Reconstruction procedure for an Erdös-Rényi graph with N = 25 and average degree 〈d〉 = 4 given M = 5000 configurations. The couplings and magnetic fields are generated uniformly at random in the range [−1.0, −0.4] ∪ [0.4, 0.1] and [−0.3, 0.3], respectively. (A) The symmetrized estimate of coupling Ĵij associated with the edge (i, j) is obtained as an average of local estimates (Ĵij+Ĵji)/2. When the regularizing parameter λ is appropriately chosen and the number of samples is sufficient, gaps emerge in the estimated couplings Ĵij around δ+ > 0 and δ < 0, separating the estimated couplings that are close to zero and those with higher intensities in absolute value. The values below the threshold are then set to zero to obtain an estimate of the graph structure. (B) Once the graph structure is learned, the parameters are reestimated by optimizing the unregularized objective only over the edges in the reconstructed graph. The reduction in the number of free optimization variables from N to dmax + 1 greatly improves the estimates. The resulting values are shown in the scatter plot. (C) Empirical probability of successful structure recovery Pemp over L = 45 independent runs as a function of the number of samples M. For the logRISE, the smallest number of samples for which Pemp = 1 is given by M* = 5000.

To have statistical confidence in our results, we determine M* as follows. Progressively increasing values of M, the reconstruction experiment runs L times, using L independent sets of M samples. On the basis of the number of successful topology reconstructions Lsucc, one can define the empirical probability of reconstruction Pemp = Lsucc/L. We define M* as the minimum M for which Pemp = 1 (see Fig. 2C for a typical example).

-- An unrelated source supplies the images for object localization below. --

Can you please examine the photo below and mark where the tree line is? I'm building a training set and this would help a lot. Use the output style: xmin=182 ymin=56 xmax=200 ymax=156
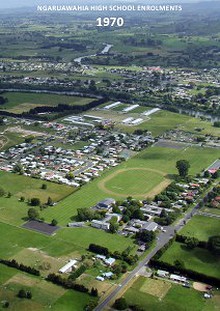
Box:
xmin=0 ymin=259 xmax=40 ymax=276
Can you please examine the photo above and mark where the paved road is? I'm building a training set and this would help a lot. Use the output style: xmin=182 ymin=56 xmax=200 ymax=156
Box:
xmin=94 ymin=203 xmax=200 ymax=311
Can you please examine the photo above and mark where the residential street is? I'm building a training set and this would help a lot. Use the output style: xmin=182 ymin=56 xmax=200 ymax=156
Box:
xmin=94 ymin=203 xmax=200 ymax=311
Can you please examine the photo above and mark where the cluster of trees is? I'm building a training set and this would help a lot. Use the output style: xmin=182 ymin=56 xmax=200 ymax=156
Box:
xmin=26 ymin=97 xmax=107 ymax=118
xmin=27 ymin=207 xmax=39 ymax=220
xmin=176 ymin=233 xmax=220 ymax=256
xmin=155 ymin=182 xmax=184 ymax=208
xmin=85 ymin=300 xmax=98 ymax=311
xmin=0 ymin=95 xmax=8 ymax=105
xmin=13 ymin=163 xmax=24 ymax=174
xmin=17 ymin=289 xmax=32 ymax=299
xmin=123 ymin=36 xmax=162 ymax=48
xmin=176 ymin=160 xmax=190 ymax=178
xmin=0 ymin=187 xmax=6 ymax=197
xmin=111 ymin=262 xmax=128 ymax=276
xmin=30 ymin=197 xmax=41 ymax=206
xmin=47 ymin=273 xmax=97 ymax=296
xmin=0 ymin=96 xmax=107 ymax=121
xmin=0 ymin=117 xmax=4 ymax=125
xmin=76 ymin=208 xmax=105 ymax=221
xmin=109 ymin=216 xmax=119 ymax=233
xmin=213 ymin=121 xmax=220 ymax=128
xmin=202 ymin=184 xmax=220 ymax=208
xmin=113 ymin=197 xmax=144 ymax=223
xmin=0 ymin=259 xmax=40 ymax=276
xmin=112 ymin=247 xmax=138 ymax=266
xmin=89 ymin=244 xmax=138 ymax=267
xmin=89 ymin=244 xmax=109 ymax=256
xmin=68 ymin=265 xmax=87 ymax=281
xmin=135 ymin=230 xmax=155 ymax=245
xmin=113 ymin=297 xmax=144 ymax=311
xmin=155 ymin=208 xmax=180 ymax=226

The value L that we use in our computations, L = 45, comes from the requirement of a perfect topology reconstruction with probability greater than 1 − ε, where we fix ε = 0.05. That is, it is essential to get L = 45 successful reconstructions in a row to make sure that the probability of correct topology recovery is above 0.95 with confidence of at least 90%, as we explain in the Supplementary Text. We use this value of L in the computations throughout the text.

We performed extensive numerical experiments to empirically obtain the minimal number of samples M* required for perfect graph reconstruction for different topologies and types of interactions. We carried out numerical experiments for all of the three estimators considered in this paper. However, for the sake of simplicity and for the clarity of presentation, in what follows in the main text, we present numerical results only for the logRISE, which is the central object of the present study, and for the RPLE, which is the state-of-the-art method for the inverse Ising problem. Note that throughout the manuscript, we present comparisons of the logRISE with the exact and universal version of the RPLE, that is, corrected through our thresholding procedure. The corresponding scalings for the RISE are available in the Supplementary Text.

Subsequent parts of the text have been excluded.